In Sudan, malaria is a major health problem heading the list of the diseases afflicting the country. Of the seven recognized species of the Anopheles gambiae complex, An. arabiensis Patton is the most abundant and most important vector of human malaria in Sudan. It has been regarded from many localities in Sudan, from the extreme south up to the northern borders with Egypt. It was reported from many localities in Kassala State, eastern Sudan by (Lewis, 1959; Haridi, 1972; Petrarca et al., 1986; Himeidan et al., 2004; Hamza et al., 2005; 2014).

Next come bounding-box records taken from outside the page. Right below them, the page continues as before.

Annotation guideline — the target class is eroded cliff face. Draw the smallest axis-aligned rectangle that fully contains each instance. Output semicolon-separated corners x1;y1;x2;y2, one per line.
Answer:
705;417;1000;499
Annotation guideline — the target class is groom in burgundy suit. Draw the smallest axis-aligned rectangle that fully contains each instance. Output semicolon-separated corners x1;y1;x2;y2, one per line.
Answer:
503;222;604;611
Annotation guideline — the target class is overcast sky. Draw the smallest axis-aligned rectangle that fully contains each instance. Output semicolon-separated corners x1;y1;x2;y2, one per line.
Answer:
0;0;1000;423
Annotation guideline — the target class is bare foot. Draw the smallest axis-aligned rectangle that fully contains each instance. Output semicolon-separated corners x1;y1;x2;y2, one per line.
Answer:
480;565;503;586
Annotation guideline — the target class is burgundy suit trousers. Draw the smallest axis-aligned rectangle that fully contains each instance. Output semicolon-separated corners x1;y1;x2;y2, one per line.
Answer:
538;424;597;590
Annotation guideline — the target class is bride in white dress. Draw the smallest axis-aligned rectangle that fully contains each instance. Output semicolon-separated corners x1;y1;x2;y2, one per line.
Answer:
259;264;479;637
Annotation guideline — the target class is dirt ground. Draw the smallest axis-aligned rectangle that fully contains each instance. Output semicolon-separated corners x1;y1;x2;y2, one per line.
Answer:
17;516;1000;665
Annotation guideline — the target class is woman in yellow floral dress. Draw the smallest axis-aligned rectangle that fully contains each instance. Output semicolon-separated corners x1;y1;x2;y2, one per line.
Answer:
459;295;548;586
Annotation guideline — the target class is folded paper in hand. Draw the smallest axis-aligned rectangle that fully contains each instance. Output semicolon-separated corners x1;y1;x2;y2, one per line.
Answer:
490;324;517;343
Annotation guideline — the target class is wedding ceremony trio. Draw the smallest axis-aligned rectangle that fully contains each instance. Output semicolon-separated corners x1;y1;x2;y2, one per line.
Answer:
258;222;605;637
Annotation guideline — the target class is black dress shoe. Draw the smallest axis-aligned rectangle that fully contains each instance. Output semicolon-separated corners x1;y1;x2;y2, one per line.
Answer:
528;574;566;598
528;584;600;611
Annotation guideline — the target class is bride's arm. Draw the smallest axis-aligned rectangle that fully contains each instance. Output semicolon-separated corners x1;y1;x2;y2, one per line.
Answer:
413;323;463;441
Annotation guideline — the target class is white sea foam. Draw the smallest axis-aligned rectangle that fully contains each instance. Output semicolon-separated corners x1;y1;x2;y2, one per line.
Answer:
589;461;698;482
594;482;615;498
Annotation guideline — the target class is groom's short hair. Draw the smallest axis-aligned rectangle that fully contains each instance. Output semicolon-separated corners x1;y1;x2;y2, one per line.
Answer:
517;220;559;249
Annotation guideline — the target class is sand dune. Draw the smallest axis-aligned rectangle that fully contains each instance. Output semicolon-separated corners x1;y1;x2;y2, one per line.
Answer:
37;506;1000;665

The morphological description of this mosquito has been given by Evans (1938), cited in Gillies and De-Meillon (1968) and Gillies and Coetzee (1987).Morphological characters appear to be in many cases a very useful tool for anopheline taxonomy. Morphometrics has proved useful in studying some species complexes, when used in conjunction with statistical analysis (Coluzzi, 1964; White, 1977; Lambert and Coetzee, 1982; Service, 1988). Morphometrics concerned with variations and changes in the body form of an organism. It transforms the complex body forms into quantitative series of numbers that can be analyzed and used for comparisons of different forms (Daly, 1985).
Since the discovery that An. gambiae is not a single species but a complex of cryptic species, many workers attempted to find morphological differences between the members of the complex including An. arabiensis (Coluzzi, 1964; Ramsdale and Leport, 1967). Subsequently, many workers have attempted to find morphological variations between the three fresh water species- An. arabiensis, An. gambiae and An. quadriannulatus (Ismail and Hammoud, 1968; Zahar et al., 1970; Clarke, 1971; White and Muniss, 1972) without success. Petrarcaet et al. (1998) carried out a morphometric analysis on An. arabiensis and An. gambiae from different sites of Sub-Saharan Africa and he found that all the measures were significantly larger for An. arabiensis. Ribeiroet et al. (1979) described An. quadriannulatus davidsoni, a member of the An. gambiae group based on morphological criteria only. Schmidtet et al. (2003) proposed taxonomic identification keys for the members of the An. punctulatus complex based on morphological features of the adults and immature stages. The separation between the species of the An. gambiae complex is much less reliable owing to the existence of a considerable overlap between the different character distributions (Bryan, 1980; Bushrod, 1981; Coetzee, 1989).
The present study was conducted to characterize the morphology of adult females An. arabiensis found in eastern Sudan and to investigate the existence of morphometric variations among local populations of this important malaria vector. Relatively few studies have addressed this important vector species in eastern Sudan. However, field based studies such as that have much to add to our understanding of malaria transmission in the area. The results of the study can help in the correct identification of this malaria vector. Correct identification of malaria vectors is essential for the correct evaluation of malaria vector ecology studies and control programs in the area. The results of the morphological measurements of An. arabiensis revealed in this study can be used with the published morphological data of the members of An. gambiae for proposing morphological identification key for the complex.
1 Materials and Methods
1.1 Collection sites and mosquitoes used for the morphometric study
Two hundred and fourteen field samples of adult females An. arabiensis mosquitoes were collected from four sites in Kassala State (Kassala (52 individuals), New Halfa (52 individuals), Aroma (54 individuals) and Wager (56 individuals)). The state lies in the eastern part of the Sudan between 34°: 40˝ & 37° E and 14°: 45˝ & 17°: 40˝ N, (Figure 1) under arid and semi-arid climate with rainfall of varying intensity and duration. The climate in the state is characterized by three seasons, the short rainy season (July-October), cool dry season (November-February) and hot dry season (March-June).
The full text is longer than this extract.